Nouvel impôt de 1,1% : petite mise au point

Suite aux déclarations récentes du Président de la Collectivité Territoriale ainsi qu’aux interventions répétées du Président de la section locale de l’UMP, une petite mise au point s’impose sur le dossier du nouvel impôt de 1.1% sur le patrimoine, d’abord pour expliquer ce que c’est et ensuite pour préciser ce dont on parle d’un point de vue juridique.

Tout d’abord, de quoi parle-t-on ? Il s’agit d’un impôt que souhaite mettre en place l’Etat et qui taxerait de 1.1% supplémentaires les revenus suivants :

  • les loyers ;
  • les dividendes, c’est-à-dire la part du profit des entreprises versée aux actionnaires ;
  • les intérêts sur l’épargne en banque et les placements ;
  • les sommes gagnées en vendant des biens (y compris immobiliers) ou des actions.

Contrairement aux autres impôts locaux, celui-ci irait directement à l’Etat, et non aux caisses de la Collectivité territoriale ou des Mairies.

Juridiquement, cette démarche de l’Etat pose problème : en effet, la loi qui prévoit cette « contribution additionnelle » pour financer le Revenu de Solidarité Active prévoit également qu’elle s’applique « dans les mêmes conditions », notamment d’assiette et d’exigibilité, que le « prélèvement social », aujourd’hui de 5.4%, qui existait déjà. Or, tout le monde, y compris le Ministère des Finances, est d’accord sur le fait que ce prélèvement social n’est pas applicable localement.

Légalement, cette contribution ne devrait donc pas être applicable localement.
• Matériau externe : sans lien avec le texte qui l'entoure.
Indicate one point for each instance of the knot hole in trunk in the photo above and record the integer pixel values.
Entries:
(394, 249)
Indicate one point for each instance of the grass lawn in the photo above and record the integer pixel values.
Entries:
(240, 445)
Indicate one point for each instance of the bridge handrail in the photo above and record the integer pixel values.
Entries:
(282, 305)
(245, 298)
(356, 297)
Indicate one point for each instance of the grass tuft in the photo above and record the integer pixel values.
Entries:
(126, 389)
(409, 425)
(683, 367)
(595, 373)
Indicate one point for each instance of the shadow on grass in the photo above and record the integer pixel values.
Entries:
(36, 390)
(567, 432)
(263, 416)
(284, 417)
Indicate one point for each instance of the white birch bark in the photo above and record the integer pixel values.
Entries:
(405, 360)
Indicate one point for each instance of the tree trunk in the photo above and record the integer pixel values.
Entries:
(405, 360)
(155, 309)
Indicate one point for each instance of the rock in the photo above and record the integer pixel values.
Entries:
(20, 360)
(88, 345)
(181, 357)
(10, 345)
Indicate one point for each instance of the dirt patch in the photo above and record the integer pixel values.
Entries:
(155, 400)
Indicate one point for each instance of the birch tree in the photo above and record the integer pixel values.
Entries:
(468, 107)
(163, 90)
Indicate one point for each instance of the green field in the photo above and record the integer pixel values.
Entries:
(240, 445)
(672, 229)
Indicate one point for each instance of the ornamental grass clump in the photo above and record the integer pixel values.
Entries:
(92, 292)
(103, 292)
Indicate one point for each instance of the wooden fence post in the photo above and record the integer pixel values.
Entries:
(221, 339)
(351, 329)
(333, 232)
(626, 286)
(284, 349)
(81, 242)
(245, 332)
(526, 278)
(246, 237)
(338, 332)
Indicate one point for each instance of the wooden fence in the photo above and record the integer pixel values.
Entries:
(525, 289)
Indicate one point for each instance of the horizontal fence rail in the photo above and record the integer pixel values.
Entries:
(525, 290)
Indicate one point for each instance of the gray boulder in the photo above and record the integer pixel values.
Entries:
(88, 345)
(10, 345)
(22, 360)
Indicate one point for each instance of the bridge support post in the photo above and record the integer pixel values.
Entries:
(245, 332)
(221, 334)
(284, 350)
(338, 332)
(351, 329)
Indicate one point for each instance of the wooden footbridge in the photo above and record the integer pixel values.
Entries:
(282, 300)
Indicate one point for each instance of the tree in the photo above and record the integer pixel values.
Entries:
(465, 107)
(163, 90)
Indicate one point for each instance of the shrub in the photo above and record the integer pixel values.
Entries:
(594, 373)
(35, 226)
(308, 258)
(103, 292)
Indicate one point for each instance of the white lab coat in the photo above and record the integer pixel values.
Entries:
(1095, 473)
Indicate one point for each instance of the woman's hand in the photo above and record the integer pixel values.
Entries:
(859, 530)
C’était déjà clair en 2008 et c’est ce que le Député a été la première à souligner, en alertant le Gouvernement et les autorités locales, dès la publication des textes administratifs sur la question.

On est donc loin du portrait dressé, non sans arrières pensées, par le Président de la section UMP locale qui persiste à nier le problème juridique de fond et à expliquer aux gens de l’Archipel qu’il faudrait payer cet impôt.

Pour notre part, espérons que les ministres saisis par le Député répondront avec toute l’urgence requise et confirmeront l’inapplicabilité locale de cet impôt supplémentaire.

Dans l’attente, la situation est telle que toute personne qui se verrait imposée cette année pourrait contester systématiquement cet impôt devant le juge du contentieux fiscal, c’est-à-dire le juge administratif.

L’avis que le Président du Conseil terriorial vient d’annoncer vouloir demander au juge administratif, comme le lui permet le statut de l’Archipel, pourrait constituer un élément supplémentaire et utile, mais, compte tenu de la charge de travail actuelle du Tribunal Administratif de l’Archipel, il est fort à craindre que cet avis arrive trop tard par rapport aux impôts sur les revenus 2011, dont les déclarations sont en cours.

Quand bien même il ne se limiterait pas, comme l’annonce le Président de la section UMP locale, à demander au juge administratif comment faire payer cet impôt dans la pratique aux gens de l’Archipel, cet avis ne pourra concerner que la possibilité juridique de l’appliquer localement, au regard des dispositions de la loi de 2008. Contrairement à ce que laissent entendre les déclarations, il ne pourra en aucun cas régler le problème de fond que pose la mention explicite dans le nouveau statut de 2006-2007 de la possibilité pour l’Etat de mettre en place une imposition locale pour financer ses charges propres.

D’ailleurs, il importe de souligner que ce n’est pas par simple « amendement », comme l’affirme le Président du Conseil territorial, que les parlementaires auraient pu, après coup, rectifier ce problème dans le statut de 2006-2007. Etant donné que le Gouvernement n’a rien fait depuis concernant le statut de l’Archipel, il aurait fallu au contraire préparer dans la concertation et déposer une véritable loi organique statutaire nouvelle, loi organique qu’il aurait ensuite fallu faire inscrire à l’ordre du jour de l’Assemblée et du Sénat. Précision technique qu’il est essentiel de connaître puisque cela change tout à la procédure et aux modalités d’action.

En tout état de cause, c’est bien ce combat de fond pour la défense de notre autonomie fiscale qui devra être porté par les Parlementaires de l’Archipel auprès du prochain Gouvernement, quel qu’il soit.